Crown and root rot complex, caused by Fusarium spp. plus other fungi and bacteria, is common in alfalfa. Resistant varieties are not available; therefore, growers must depend on proper crop management practices to minimize stress on the plants, which slows down the rate of root rot development. Root-rotting fungi "team up" with root-feeding insects, and root deterioration progresses with increasing stand age.

Aphanomyces root rot is a new disease that is causing establishment problems in other areas. As yet, no outbreaks of the disease have been reported in Pennsylvania, although both strains of the pathogen are known to exist in Pennsylvania soils. This disease is likely to occur under the same wet soil conditions as does Phytophthora, so it is possible that losses caused by this fungus have been occurring but have been attributed to Phytophthora. The fungicide treatments available against Pythium spp. and Phytophthora spp. are not effective against Aphanomyces spp.; however, resistance to one of the strains of the fungus is available in some newer varieties.

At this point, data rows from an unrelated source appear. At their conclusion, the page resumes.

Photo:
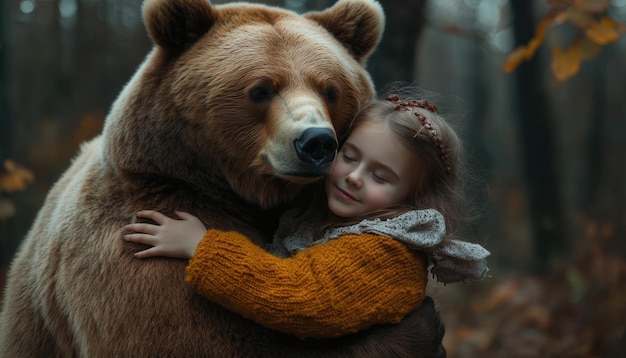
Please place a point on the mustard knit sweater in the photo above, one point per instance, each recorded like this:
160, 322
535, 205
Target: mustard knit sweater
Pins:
328, 290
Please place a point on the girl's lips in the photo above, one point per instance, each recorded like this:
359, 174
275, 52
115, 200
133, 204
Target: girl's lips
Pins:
345, 195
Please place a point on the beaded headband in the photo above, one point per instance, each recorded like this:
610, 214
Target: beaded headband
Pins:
406, 105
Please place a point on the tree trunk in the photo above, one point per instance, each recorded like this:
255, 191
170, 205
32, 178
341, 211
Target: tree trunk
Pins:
394, 60
537, 142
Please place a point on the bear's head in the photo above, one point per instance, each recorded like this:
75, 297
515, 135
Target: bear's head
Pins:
241, 96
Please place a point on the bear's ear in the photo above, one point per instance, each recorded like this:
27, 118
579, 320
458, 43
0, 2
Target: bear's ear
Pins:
177, 24
357, 24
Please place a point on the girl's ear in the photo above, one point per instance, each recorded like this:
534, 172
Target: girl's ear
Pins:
177, 24
357, 24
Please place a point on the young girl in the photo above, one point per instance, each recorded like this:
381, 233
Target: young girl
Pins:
356, 258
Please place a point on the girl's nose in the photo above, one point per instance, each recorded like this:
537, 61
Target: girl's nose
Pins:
354, 179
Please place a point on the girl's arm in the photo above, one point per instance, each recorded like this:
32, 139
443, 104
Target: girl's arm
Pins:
175, 238
328, 290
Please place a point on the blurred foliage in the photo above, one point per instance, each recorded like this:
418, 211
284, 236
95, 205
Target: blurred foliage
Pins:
593, 29
13, 177
576, 311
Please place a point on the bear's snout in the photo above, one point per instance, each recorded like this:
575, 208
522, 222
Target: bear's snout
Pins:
316, 146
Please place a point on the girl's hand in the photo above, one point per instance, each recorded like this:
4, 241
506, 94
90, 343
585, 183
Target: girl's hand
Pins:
170, 238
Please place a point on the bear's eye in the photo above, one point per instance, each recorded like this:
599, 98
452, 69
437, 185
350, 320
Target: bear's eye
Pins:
261, 94
331, 94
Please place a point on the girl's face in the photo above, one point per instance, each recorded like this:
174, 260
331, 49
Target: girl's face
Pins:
373, 171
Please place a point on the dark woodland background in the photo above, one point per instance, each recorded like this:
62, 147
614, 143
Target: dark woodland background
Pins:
548, 154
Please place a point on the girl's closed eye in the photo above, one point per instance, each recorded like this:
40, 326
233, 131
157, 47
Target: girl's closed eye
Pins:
379, 178
348, 157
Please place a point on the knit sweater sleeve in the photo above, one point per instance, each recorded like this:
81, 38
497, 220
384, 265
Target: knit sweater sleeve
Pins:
328, 290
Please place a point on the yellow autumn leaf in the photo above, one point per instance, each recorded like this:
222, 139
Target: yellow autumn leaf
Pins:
596, 6
15, 178
605, 31
526, 52
566, 63
579, 18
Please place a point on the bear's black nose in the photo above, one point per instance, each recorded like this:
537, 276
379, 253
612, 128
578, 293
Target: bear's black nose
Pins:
316, 146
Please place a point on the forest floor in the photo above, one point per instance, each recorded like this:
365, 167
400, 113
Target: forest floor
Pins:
578, 310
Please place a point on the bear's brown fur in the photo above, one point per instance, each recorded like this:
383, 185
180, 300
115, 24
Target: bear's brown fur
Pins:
216, 121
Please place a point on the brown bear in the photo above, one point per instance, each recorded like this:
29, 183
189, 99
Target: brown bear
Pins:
233, 112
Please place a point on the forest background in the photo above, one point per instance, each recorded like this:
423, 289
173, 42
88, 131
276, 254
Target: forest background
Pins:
536, 87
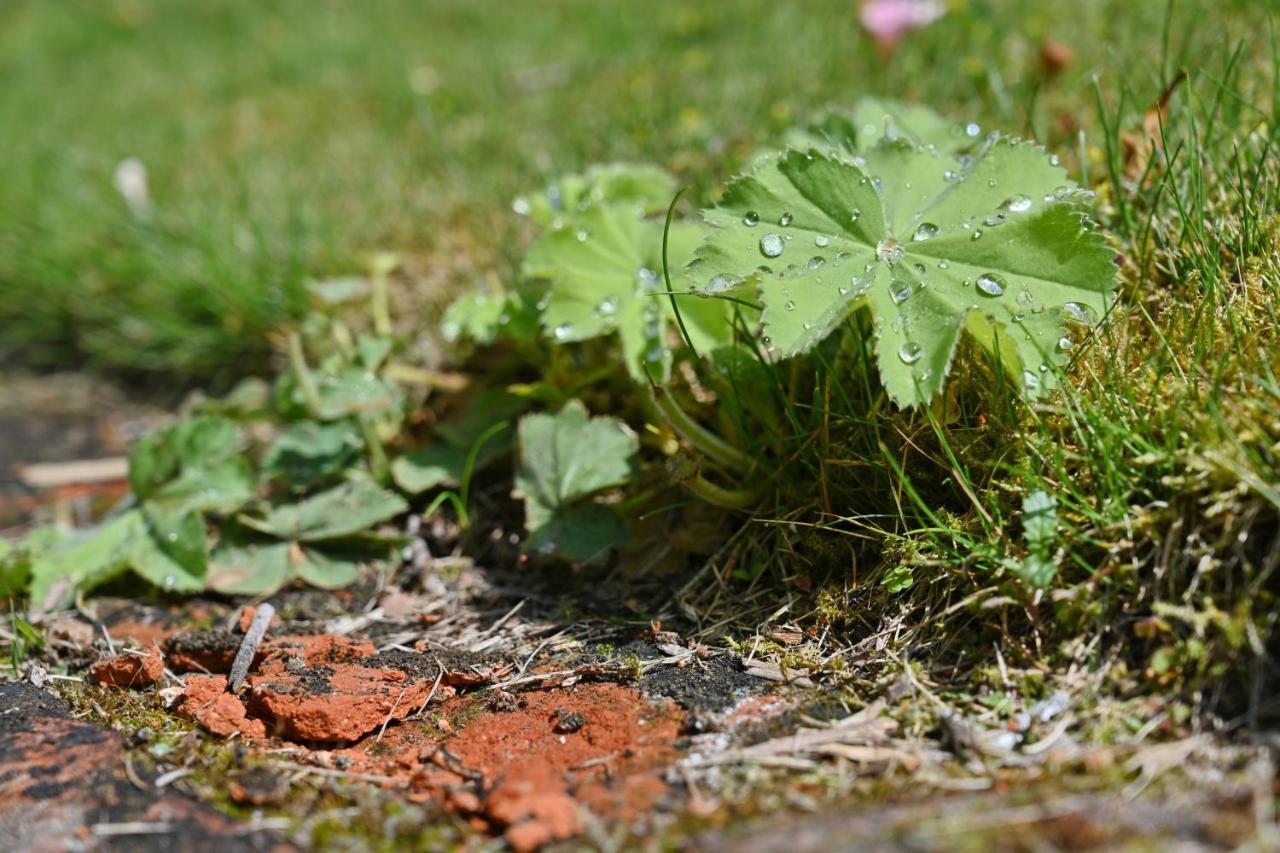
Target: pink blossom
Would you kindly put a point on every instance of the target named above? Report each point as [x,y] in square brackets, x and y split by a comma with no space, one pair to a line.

Foliar diseases are common in Pennsylvania throughout most of the growing season and can cause significant quality and yield loss through defoliation. When foliar diseases are severe, early mowing helps in leaf retention and reduces inoculum in the field. Some of the current varieties have improved levels of resistance, but all become diseased if favorable moisture and temperatures prevail.

Spring and summer blackstem occur in Pennsylvania, with spring blackstem usually more severe. Leaves, petioles, and stems are attacked, with the spring blackstem fungus also causing crown and root rot. As with other foliar diseases, early harvesting of severely diseased stands can increase leaf retention and reduce inoculum in the field. A few current varieties have improved levels of resistance, but all will become severely diseased if extended moist periods occur.

Nematodes generally do not cause serious problems on alfalfa in Pennsylvania, as long as rotations with corn, cereal, or grass crops are used.

Sclerotinia crown and stem blight can cause seeding failures. Late- summer or early-fall seedings using conservation tillage favor disease development. The infective stage for this disease usually occurs in October, and fall-seeded plants are very susceptible at this time. Because conservation tillage does not bury the fungus, disease severity is often much more severe than in seedings done with conventional tillage. Infected seedlings often survive until spring when the plants die and entire stands may be lost. Spring plantings, because of the plants' increased maturity in the fall, are not as likely to be devastated. Resistant varieties are not available.

Virus diseases are not considered serious on alfalfa in Pennsylvania. Viruses may be present, however, without causing obvious symptoms, and it is possible that viruses contribute to premature stand decline. No resistant varieties are available.